We used these barcodes to test whether chemical modifications improve nucleic acid stability. We modified the 7 barcodes with different terminal phosphorothioates linkages and/or 2′-O-methyl ribose modifications, varying the number and type of modifications (Fig. 2D–F). We then exposed them to 10% mouse serum at 37 °C for either 1, 3, or 24 hours. We included a barcode without modifications as a negative control and saved the pooled DNA we added to the serum (i.e., the DNA ‘input’) as an additional control. We then extracted DNA from the serum, amplified it using universal primers, and deep sequenced it using Illumina NextSeq. By comparing the amount of each barcode after exposure to serum to the amount of barcode we administered, we calculated the barcode enrichment. This ‘enrichment’ is a readout of how well chemical modification pattern 1 did, relative to chemical modification pattern 2. High enrichment meant the barcode was more resistant to degradation than the other barcodes (Fig. 1B); this readout is analogous to counts per million on RNAseq,24 and to normalized delivery, which we previously described.21,22

At each time point in the serum incubation time course the most heavily modified sequence – with 5 2-O-methyl and 5 phosphorothioate modifications on both the 5′ and 3′ termini – resisted degradation more than other barcodes (Fig. 3A–C). After 24 hours of incubations, the barcodes with 5 2-O-methyl and 5 phosphorothioate modifications were enriched by 7.7 fold, relative to the unmodified barcode; after 1 hour, enrichment was only 2 fold. DNA barcodes with just 5 phosphorothioate modifications also tended to outperform other modifications. At the 24 hour timepoint, the barcode with just 5 phosphorothioate modifications were enriched by 4.8 fold. Several control conditions that led us to believe the data were robust. First, barcodes with other modifications were not enriched relative to the control. In addition, when we added the barcodes to PBS – which should not degrade the barcodes – no enrichment was observed (Fig. 3D). Finally, we observed that the enrichment of the barcodes with either 5 2-O-methyl and 5 phosphorothioates and the barcodes with just 5 phosphorothioates increased with time (Fig. 3E), which we would expect if the other barcodes were being degraded.

image file: c8tb01642a-f3.tif
Fig. 3 Barcodes with 5 phosphorothioates and 5 2-O-methyl modifications exhibit increased stability in serum. Enrichment of each DNA barcode compared to barcodes with no modifications in 10% mouse serum at (A) 1 hours, (B) 3 hours, and (C) 24 hours. (D) As one control, we measured enrichment in PBS at 24 hours, and found no differences. (E) Enrichment of the top 2 barcodes increased over time.

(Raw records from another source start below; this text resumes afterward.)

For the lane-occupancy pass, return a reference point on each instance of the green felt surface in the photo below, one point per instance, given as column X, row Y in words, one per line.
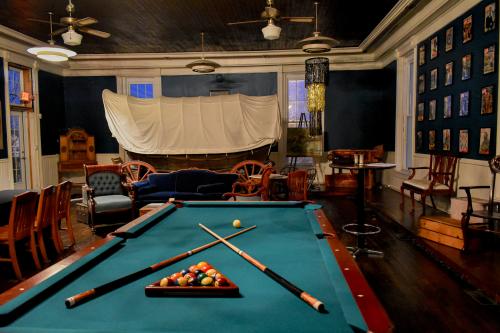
column 284, row 240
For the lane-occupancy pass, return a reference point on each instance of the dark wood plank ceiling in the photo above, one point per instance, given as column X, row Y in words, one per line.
column 139, row 26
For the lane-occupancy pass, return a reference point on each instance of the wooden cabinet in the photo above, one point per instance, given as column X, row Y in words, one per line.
column 76, row 149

Based on the observation that 5 modified nucleotides improved stability relative to 3 nucleotides (and none), we investigated how many phosphorothioates are needed to maximize serum stability. We designed similar DNA barcodes containing between 0 to 9 phosphorothioates on each termini (Fig. 4A), and incubated them in 10% mouse serum for 24 hours. We observed that DNA barcodes with 5, 7, and 9 phosphorothioate modifications performed similarly, and were enriched relative to barcodes with 0, 1, or 3 phosphorothioate modifications (Fig. 4B). These data suggest that 5 nucleotide modifications is minimal number that is sufficient for preventing nucleic acid degradation in human serum for 24 hours. This study design can define the minimum number of modifications required in different physiological conditions.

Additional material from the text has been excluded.